Nor, though this procedure and this Indictment of individuals may be novel, is there anything new in the principles which by this prosecution we seek to enforce. Ineffective though, alas, the sanctions proved themselves to be, the Nations of the world had, as it will be my purpose to show, sought to make aggressive war an international crime, and although previous tradition has sought to punish States rather than individuals, it is both logical and right that if the act of waging war is itself an offense against International Law those individuals who shared personal responsibility for bringing such wars about should answer personally for the course into which they lead their states. Again, individual war crimes have long been regarded by International Law as triable by the Courts of those States whose nationals have been outraged at least so long as a state of war persists. It would indeed be illogical in the extreme if those who, although they may not with their own hands have committed individual crimes, were responsible for systematic breaches of the laws of war affecting the nationals of many States should escape. So also in regard to crimes against humanity. The right of humanitarian intervention on behalf of the rights of man trampled upon by the State in a manner shocking the sense of mankind has long been considered to form part of the law of Nations. Here, too, the Charter merely develops a pre-existing principle.

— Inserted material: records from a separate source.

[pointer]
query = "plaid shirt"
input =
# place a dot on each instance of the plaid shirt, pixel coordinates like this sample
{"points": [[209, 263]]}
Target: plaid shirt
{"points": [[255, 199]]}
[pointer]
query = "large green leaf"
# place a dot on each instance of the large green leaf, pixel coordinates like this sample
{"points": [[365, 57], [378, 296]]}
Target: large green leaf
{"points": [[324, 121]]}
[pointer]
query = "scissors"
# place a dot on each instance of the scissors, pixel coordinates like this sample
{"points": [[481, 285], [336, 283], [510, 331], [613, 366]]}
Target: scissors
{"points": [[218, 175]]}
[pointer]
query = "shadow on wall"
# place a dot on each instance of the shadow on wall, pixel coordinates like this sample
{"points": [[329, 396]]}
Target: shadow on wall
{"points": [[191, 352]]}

If murder, raping and robbery are indictable under the ordinary municipal laws of our countries shall those who differ only from the common criminal by the extent and systematic nature of their offenses escape accusation?

It is, as I shall show, the view of the British Government that in these matters the Tribunal will apply to individuals not the law of the victor but the accepted principles of international usage in a way which will, if anything can, promote and fortify the rule of International Law and safeguard the future peace and security of this war-stricken world.